Что будет в этой песне дальше, Стеня знал. Девица будет долго-долго убиваться по уехавшему любому, расписывать, как ей одиноко, как летят над лесом облака, как опускается ночь, а потом начнет предполагать, что же случилось с ненаглядным — задрал ли его волк в чащобе, накинулся ли упырь, конь ли ногу сломал или еще какая напасть приключилась. После этого девушка поклянется ждать ненаглядного, во что бы то ни стало, а потом приедет ее отец и скажет, что любимого больше нет, де, сгиб обоз, с которым он ехал. Тогда девушка будет петь о том, как ей одиноко, как опустел белый свет, как опостылело все, а потом пойдет на закате бросаться в омут, но из леса к ней вынырнет волк. Тогда несчастная узнает в нем жениха и умрет от его когтей и клыков, плача о горькой своей и его доле, но радуясь, что хоть в миг страдания, смогла снова оказаться рядом.

 

Да, песня была длинная, тоскливая и заунывная.
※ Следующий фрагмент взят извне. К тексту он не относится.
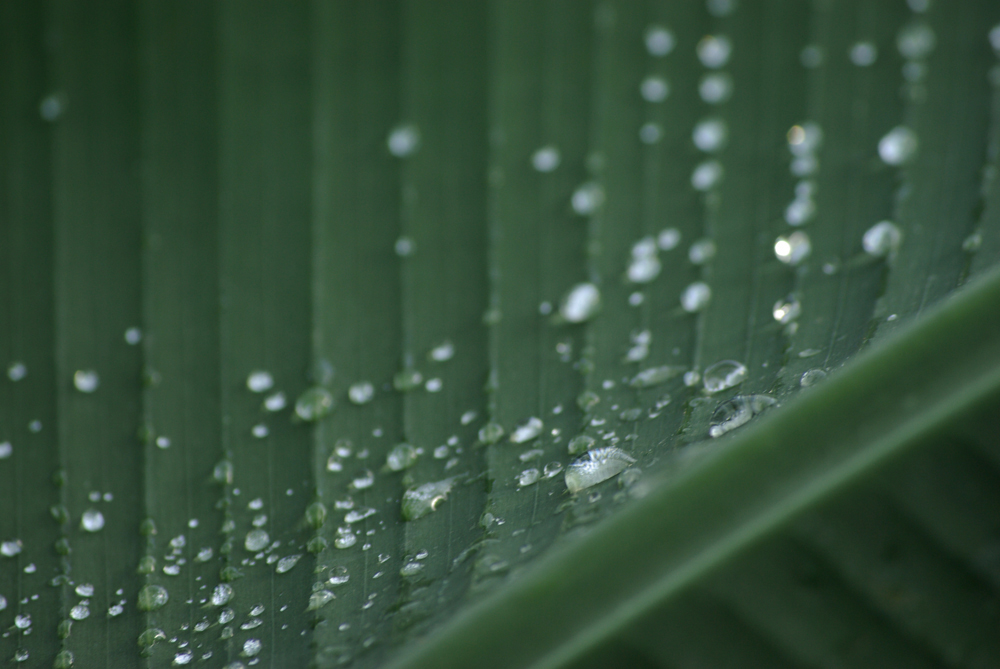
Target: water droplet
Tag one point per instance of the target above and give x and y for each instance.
(714, 51)
(882, 239)
(545, 159)
(256, 540)
(152, 597)
(715, 88)
(17, 371)
(916, 41)
(738, 411)
(92, 520)
(724, 374)
(86, 380)
(811, 377)
(792, 249)
(863, 54)
(314, 403)
(361, 393)
(407, 380)
(599, 464)
(659, 41)
(696, 297)
(285, 564)
(345, 538)
(706, 175)
(404, 140)
(319, 599)
(710, 135)
(786, 310)
(251, 647)
(357, 515)
(528, 431)
(422, 500)
(528, 477)
(654, 89)
(898, 146)
(260, 381)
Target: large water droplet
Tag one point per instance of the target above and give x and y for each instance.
(528, 431)
(422, 500)
(738, 411)
(792, 249)
(86, 380)
(260, 381)
(256, 540)
(696, 297)
(581, 303)
(92, 520)
(714, 51)
(404, 141)
(659, 41)
(152, 597)
(724, 374)
(314, 403)
(362, 392)
(882, 239)
(898, 146)
(595, 466)
(545, 159)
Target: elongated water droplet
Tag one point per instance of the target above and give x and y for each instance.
(362, 392)
(738, 411)
(595, 466)
(260, 381)
(724, 374)
(422, 500)
(86, 380)
(152, 597)
(882, 239)
(528, 431)
(314, 403)
(696, 297)
(898, 146)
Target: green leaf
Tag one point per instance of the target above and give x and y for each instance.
(354, 334)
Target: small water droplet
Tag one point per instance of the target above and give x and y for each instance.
(706, 175)
(863, 54)
(654, 89)
(724, 374)
(152, 597)
(259, 381)
(404, 140)
(86, 380)
(696, 297)
(362, 392)
(898, 146)
(716, 88)
(599, 464)
(256, 540)
(882, 239)
(423, 499)
(659, 41)
(786, 310)
(714, 51)
(17, 371)
(710, 135)
(528, 431)
(545, 159)
(792, 249)
(92, 520)
(285, 564)
(314, 403)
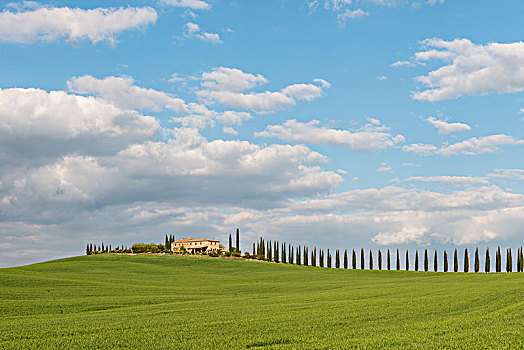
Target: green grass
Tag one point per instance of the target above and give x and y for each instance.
(165, 302)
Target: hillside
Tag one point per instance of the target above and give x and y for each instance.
(165, 302)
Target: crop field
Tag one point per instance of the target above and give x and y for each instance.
(166, 302)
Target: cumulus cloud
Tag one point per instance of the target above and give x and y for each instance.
(517, 174)
(471, 69)
(227, 86)
(479, 145)
(233, 117)
(72, 24)
(36, 122)
(472, 146)
(231, 79)
(229, 130)
(193, 31)
(369, 137)
(192, 4)
(458, 181)
(348, 14)
(444, 128)
(188, 170)
(124, 93)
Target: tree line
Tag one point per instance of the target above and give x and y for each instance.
(391, 260)
(135, 248)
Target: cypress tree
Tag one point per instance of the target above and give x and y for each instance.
(455, 261)
(521, 258)
(238, 241)
(354, 260)
(466, 260)
(346, 259)
(487, 266)
(362, 259)
(306, 254)
(498, 260)
(477, 262)
(518, 259)
(507, 260)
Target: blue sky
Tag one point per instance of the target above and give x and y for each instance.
(340, 124)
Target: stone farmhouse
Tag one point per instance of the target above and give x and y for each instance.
(196, 245)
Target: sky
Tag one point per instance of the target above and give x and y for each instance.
(329, 123)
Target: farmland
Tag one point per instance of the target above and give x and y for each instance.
(165, 302)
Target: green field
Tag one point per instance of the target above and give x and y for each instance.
(165, 302)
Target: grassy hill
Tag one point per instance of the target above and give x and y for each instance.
(165, 302)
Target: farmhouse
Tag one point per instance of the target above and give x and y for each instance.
(196, 245)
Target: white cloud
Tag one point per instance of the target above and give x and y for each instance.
(72, 24)
(192, 4)
(406, 234)
(369, 137)
(479, 145)
(188, 170)
(231, 79)
(459, 181)
(229, 130)
(193, 31)
(258, 102)
(226, 86)
(347, 14)
(472, 146)
(36, 122)
(471, 69)
(420, 148)
(306, 92)
(403, 64)
(517, 174)
(384, 168)
(122, 92)
(445, 128)
(233, 117)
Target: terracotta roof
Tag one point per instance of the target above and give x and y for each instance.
(195, 240)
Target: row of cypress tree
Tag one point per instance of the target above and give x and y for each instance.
(93, 249)
(286, 253)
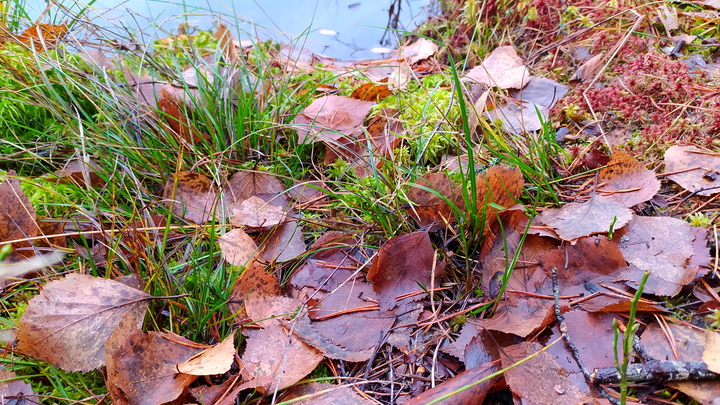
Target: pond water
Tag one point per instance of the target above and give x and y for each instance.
(343, 29)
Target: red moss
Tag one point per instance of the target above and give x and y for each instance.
(654, 96)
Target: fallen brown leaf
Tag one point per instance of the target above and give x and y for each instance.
(144, 368)
(661, 245)
(598, 215)
(68, 323)
(627, 180)
(212, 361)
(404, 264)
(689, 344)
(325, 394)
(274, 359)
(237, 247)
(540, 380)
(503, 68)
(285, 242)
(329, 117)
(371, 92)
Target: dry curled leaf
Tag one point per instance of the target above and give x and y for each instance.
(254, 212)
(540, 380)
(503, 68)
(327, 394)
(661, 245)
(285, 242)
(237, 247)
(598, 215)
(273, 359)
(329, 117)
(371, 92)
(142, 367)
(212, 361)
(250, 183)
(403, 264)
(627, 180)
(68, 323)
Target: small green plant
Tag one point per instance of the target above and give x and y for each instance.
(628, 340)
(700, 219)
(713, 319)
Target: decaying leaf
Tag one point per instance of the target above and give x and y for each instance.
(194, 197)
(272, 358)
(43, 36)
(35, 263)
(532, 108)
(328, 118)
(327, 394)
(700, 169)
(254, 212)
(421, 49)
(330, 265)
(457, 387)
(540, 380)
(498, 185)
(384, 131)
(350, 319)
(142, 369)
(516, 313)
(661, 245)
(237, 247)
(68, 323)
(592, 260)
(593, 336)
(285, 242)
(17, 218)
(429, 196)
(589, 69)
(404, 264)
(627, 180)
(503, 69)
(250, 183)
(371, 92)
(212, 361)
(598, 215)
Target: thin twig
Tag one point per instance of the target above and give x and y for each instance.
(571, 346)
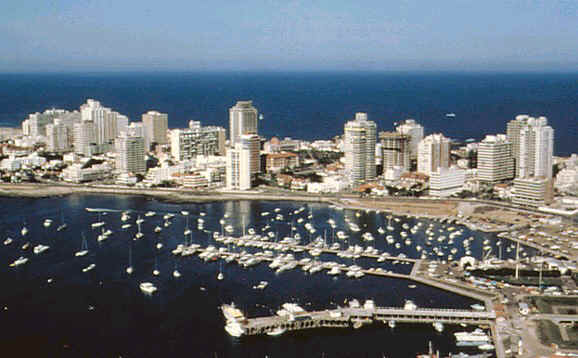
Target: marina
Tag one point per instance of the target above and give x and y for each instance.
(210, 259)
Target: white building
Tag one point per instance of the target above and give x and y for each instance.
(130, 155)
(85, 138)
(495, 160)
(197, 141)
(446, 181)
(243, 119)
(414, 130)
(76, 173)
(395, 150)
(58, 137)
(155, 127)
(108, 124)
(243, 162)
(532, 146)
(433, 153)
(360, 139)
(532, 191)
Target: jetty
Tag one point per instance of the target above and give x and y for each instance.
(349, 317)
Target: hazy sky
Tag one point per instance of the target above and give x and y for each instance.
(77, 35)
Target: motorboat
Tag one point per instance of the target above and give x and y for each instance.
(147, 288)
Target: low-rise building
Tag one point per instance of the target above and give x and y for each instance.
(276, 162)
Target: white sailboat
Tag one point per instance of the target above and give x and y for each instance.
(129, 269)
(83, 248)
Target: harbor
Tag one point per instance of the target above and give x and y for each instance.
(278, 251)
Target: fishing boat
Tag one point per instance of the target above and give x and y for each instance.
(129, 270)
(83, 248)
(147, 288)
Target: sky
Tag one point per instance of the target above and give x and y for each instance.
(287, 35)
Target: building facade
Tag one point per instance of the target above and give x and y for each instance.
(414, 131)
(532, 146)
(359, 147)
(243, 119)
(197, 140)
(495, 159)
(395, 150)
(433, 153)
(243, 162)
(155, 126)
(130, 155)
(532, 191)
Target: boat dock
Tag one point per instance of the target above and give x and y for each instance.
(356, 317)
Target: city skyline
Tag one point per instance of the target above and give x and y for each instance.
(296, 35)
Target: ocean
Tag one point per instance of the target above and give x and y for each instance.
(313, 105)
(102, 313)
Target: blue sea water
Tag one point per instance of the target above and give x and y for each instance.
(313, 105)
(102, 313)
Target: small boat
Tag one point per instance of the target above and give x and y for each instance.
(88, 268)
(277, 331)
(83, 248)
(147, 288)
(19, 261)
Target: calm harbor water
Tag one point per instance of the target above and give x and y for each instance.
(102, 313)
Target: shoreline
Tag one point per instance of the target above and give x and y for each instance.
(423, 208)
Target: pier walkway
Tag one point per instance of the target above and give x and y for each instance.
(356, 317)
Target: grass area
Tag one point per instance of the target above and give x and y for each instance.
(545, 304)
(549, 333)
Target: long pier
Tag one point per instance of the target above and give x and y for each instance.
(356, 317)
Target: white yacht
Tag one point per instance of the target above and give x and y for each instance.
(147, 288)
(38, 249)
(19, 261)
(88, 268)
(277, 331)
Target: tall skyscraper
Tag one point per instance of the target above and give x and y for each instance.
(197, 140)
(85, 138)
(433, 153)
(108, 124)
(395, 150)
(58, 137)
(243, 162)
(243, 119)
(359, 145)
(532, 145)
(495, 159)
(414, 130)
(130, 154)
(156, 126)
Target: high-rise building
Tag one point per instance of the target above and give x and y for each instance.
(130, 154)
(85, 138)
(108, 124)
(495, 159)
(197, 140)
(395, 150)
(446, 181)
(532, 146)
(243, 162)
(532, 191)
(58, 137)
(414, 130)
(433, 153)
(243, 119)
(359, 146)
(156, 126)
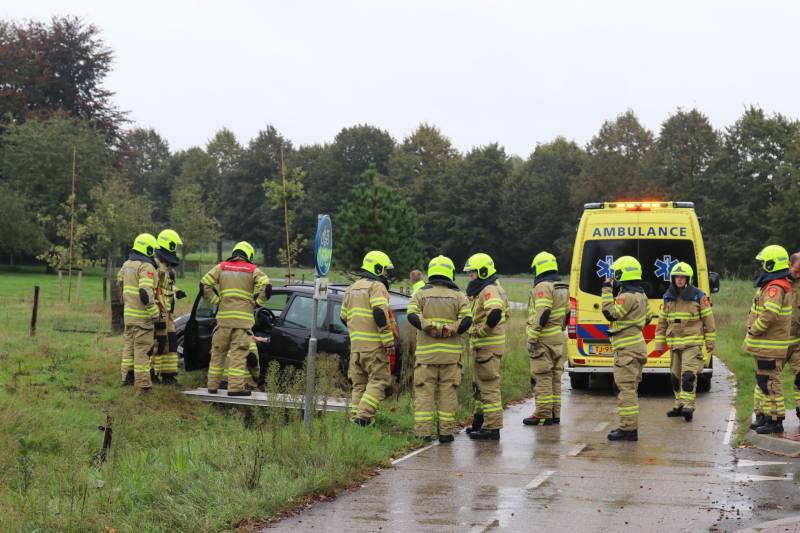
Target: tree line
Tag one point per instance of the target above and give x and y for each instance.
(414, 197)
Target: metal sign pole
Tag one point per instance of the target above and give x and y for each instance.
(323, 246)
(311, 366)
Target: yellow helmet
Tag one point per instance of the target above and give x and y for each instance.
(246, 248)
(682, 269)
(442, 266)
(169, 240)
(482, 263)
(544, 262)
(627, 268)
(377, 263)
(145, 244)
(773, 258)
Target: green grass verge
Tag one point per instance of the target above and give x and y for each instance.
(175, 464)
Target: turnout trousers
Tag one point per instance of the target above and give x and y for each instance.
(627, 376)
(769, 389)
(685, 368)
(486, 388)
(432, 381)
(547, 367)
(229, 346)
(371, 375)
(138, 344)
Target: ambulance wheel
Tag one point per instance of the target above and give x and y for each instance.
(579, 381)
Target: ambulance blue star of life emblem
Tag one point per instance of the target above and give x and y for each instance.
(604, 267)
(664, 267)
А что самое страшное — сейчас Светла стояла только в самом начале бесконечного жалобного повествования…

 

— Шелкова-а-а трава пони-и-икла,

 

Тучи че-о-орные ползу-у-ут…

 

Ой, мой, ми-ы-ылы-ы-ый не верне-о-отся,

 

Ой, оста-а-алась…

 

В этот миг к немалому облегчению Стени дверь в казематы распахнулась и в проеме возник Дарен, толкающий поперед себя затравленного паренька. Хм. Вроде ж не из выучей. Новенький если только.